It depends who you ask...
I've seen L4M, L4(M), L4m and L4(m) from different sources. For what it's worth, the Blaw Knox drawings for them say L4(M), but that may be the whim of the draughtsman, and all the other lettering on the drawing is in capitals too. Also, the drawing is referring to a CEGB specification and I have no idea how that was bracketed or capitalised.
On the other hand, CEGB drawings for L6M (punctuate according to taste) are labelled L 6 M - no brackets, all caps and spaces between characters. Their drawings for L7C don't have spaces or brackets.
I don't think there ever was a pre-metric L4. The numbering of tower series seems to have been fairly random, certainly not sequential and with gaps.

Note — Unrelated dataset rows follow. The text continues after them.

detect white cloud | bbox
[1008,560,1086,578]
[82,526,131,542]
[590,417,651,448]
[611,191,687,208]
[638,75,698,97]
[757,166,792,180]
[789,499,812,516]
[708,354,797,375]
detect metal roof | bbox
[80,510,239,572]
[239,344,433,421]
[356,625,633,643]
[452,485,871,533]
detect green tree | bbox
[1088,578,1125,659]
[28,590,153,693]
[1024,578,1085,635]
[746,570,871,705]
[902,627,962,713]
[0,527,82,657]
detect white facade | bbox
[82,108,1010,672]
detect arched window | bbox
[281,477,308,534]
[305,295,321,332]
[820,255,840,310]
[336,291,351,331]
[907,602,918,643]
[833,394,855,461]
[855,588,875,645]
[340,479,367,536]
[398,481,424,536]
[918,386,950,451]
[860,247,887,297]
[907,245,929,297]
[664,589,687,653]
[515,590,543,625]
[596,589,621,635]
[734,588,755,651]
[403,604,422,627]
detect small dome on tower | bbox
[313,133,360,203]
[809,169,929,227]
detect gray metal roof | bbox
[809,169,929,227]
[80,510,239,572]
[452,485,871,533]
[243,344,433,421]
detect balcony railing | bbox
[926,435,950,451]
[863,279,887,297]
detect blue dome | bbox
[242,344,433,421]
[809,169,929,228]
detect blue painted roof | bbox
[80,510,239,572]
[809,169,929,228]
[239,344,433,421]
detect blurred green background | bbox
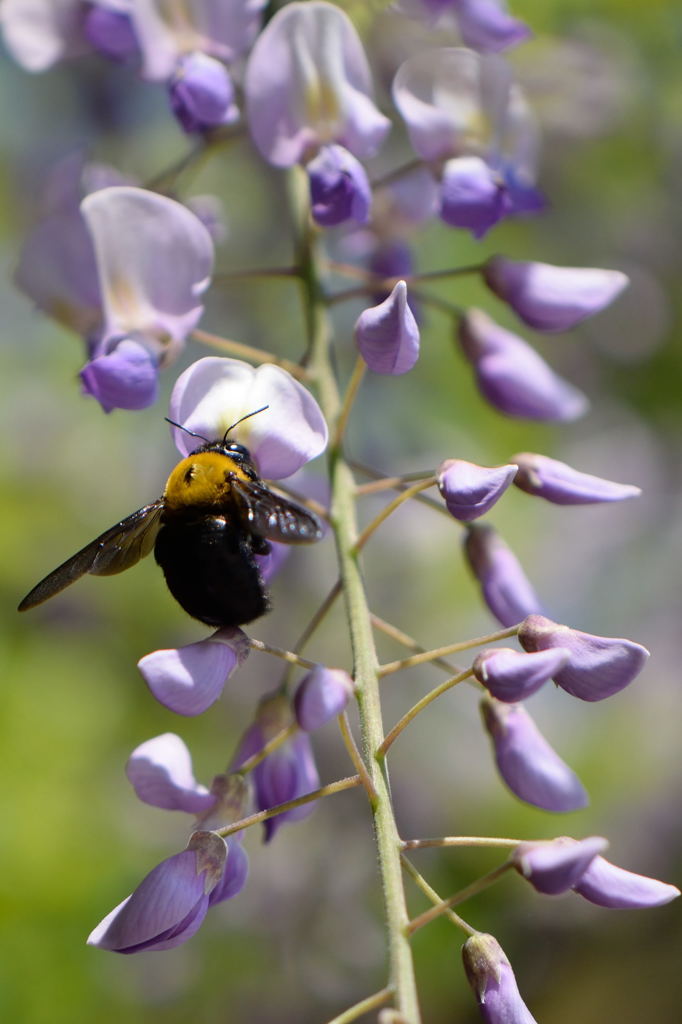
[0,0,682,1024]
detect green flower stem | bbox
[402,854,476,935]
[377,669,471,758]
[290,168,421,1024]
[379,626,518,679]
[215,770,363,839]
[327,988,393,1024]
[191,328,309,381]
[354,476,436,552]
[408,860,512,935]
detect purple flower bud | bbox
[83,4,139,62]
[512,452,642,505]
[480,697,589,811]
[80,337,159,413]
[483,256,628,333]
[168,52,239,133]
[306,145,372,227]
[294,665,353,732]
[518,615,649,700]
[231,693,319,843]
[437,459,516,522]
[472,647,570,703]
[510,836,608,896]
[459,309,588,421]
[126,732,216,814]
[137,628,249,716]
[88,831,227,953]
[462,932,537,1024]
[438,157,505,239]
[573,857,680,910]
[464,523,540,626]
[355,281,419,376]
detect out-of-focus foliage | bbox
[0,0,682,1024]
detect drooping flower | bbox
[464,523,540,626]
[483,256,628,333]
[480,697,589,811]
[472,647,570,703]
[81,185,213,412]
[437,459,516,522]
[294,665,353,732]
[459,309,588,422]
[137,627,249,716]
[354,281,420,376]
[393,47,544,238]
[169,355,328,480]
[511,452,642,505]
[518,614,649,700]
[462,932,537,1024]
[231,693,319,843]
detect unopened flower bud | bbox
[518,614,649,700]
[483,256,628,333]
[510,836,608,896]
[464,523,540,626]
[462,932,536,1024]
[355,281,419,375]
[480,697,588,811]
[437,459,516,522]
[472,647,570,703]
[294,665,353,732]
[511,452,642,505]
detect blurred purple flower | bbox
[462,932,537,1024]
[459,309,588,422]
[244,0,390,167]
[437,459,516,522]
[306,145,372,227]
[169,355,328,480]
[483,256,628,333]
[464,523,540,626]
[511,452,642,505]
[355,281,420,376]
[472,647,570,703]
[480,697,589,812]
[518,614,649,700]
[137,627,249,716]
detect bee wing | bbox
[231,479,323,544]
[18,498,164,611]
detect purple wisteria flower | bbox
[480,697,589,812]
[462,932,537,1024]
[354,281,420,376]
[81,185,213,412]
[437,459,516,522]
[459,309,588,422]
[510,836,608,896]
[169,355,328,480]
[393,47,544,238]
[464,523,540,626]
[518,614,649,700]
[511,452,642,505]
[231,693,319,843]
[483,256,629,334]
[294,665,353,732]
[137,627,249,716]
[398,0,532,53]
[472,647,570,703]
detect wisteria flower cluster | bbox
[5,0,679,1024]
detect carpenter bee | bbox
[18,407,322,627]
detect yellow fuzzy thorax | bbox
[164,452,249,509]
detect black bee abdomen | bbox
[154,512,269,627]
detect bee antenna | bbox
[222,406,270,444]
[164,416,208,444]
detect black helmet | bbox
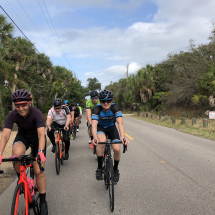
[63,100,69,105]
[99,90,113,100]
[53,98,62,107]
[90,90,98,97]
[11,89,32,102]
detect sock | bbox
[113,160,119,170]
[97,156,103,169]
[40,193,46,204]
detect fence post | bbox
[203,119,208,128]
[181,117,185,125]
[192,118,196,125]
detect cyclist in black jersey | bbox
[92,90,129,182]
[0,89,48,215]
[46,98,71,160]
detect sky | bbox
[0,0,215,88]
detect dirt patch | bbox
[0,131,17,194]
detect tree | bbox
[87,78,101,91]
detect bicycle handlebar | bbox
[95,140,128,153]
[2,154,45,172]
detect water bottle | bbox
[27,178,34,196]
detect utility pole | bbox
[126,63,129,82]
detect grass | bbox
[129,113,215,140]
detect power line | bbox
[17,0,63,64]
[0,6,40,53]
[43,0,74,71]
[6,0,44,52]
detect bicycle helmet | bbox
[53,98,62,107]
[11,89,32,102]
[99,90,113,100]
[90,90,98,97]
[63,100,69,105]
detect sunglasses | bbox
[54,107,61,110]
[92,96,98,100]
[14,102,29,108]
[100,100,112,104]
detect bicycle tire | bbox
[11,183,29,215]
[55,142,60,175]
[108,158,114,212]
[33,183,40,215]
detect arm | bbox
[116,117,129,146]
[46,116,52,131]
[86,109,92,125]
[0,128,11,154]
[37,127,45,150]
[65,114,71,127]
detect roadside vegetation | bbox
[106,26,215,120]
[0,15,88,129]
[128,112,215,140]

I go for 'series' for L2, L3, L6 and so on. The appropriate field on the National Grid tower database is LINE_SERIE (presumably there's a field limit of 10 characters somewhere). Blaw Knox drawings say 'specification' on L2 and L4M drawings, which is probably strictly correct. CEGB for L6M, L7C and L12 have 'tower series'. Just to be different, LSTC use 'tower design' on their drawings for the proposed (and I think abandoned) L4S and L7H series. Given that CEGB used 'series', I think that's authoritative.
'Tower type' seems to be universal for D, D30, D60 and so on.
I think that may actually have clarified things a little. Answers to questions like that usually just make the subject murkier.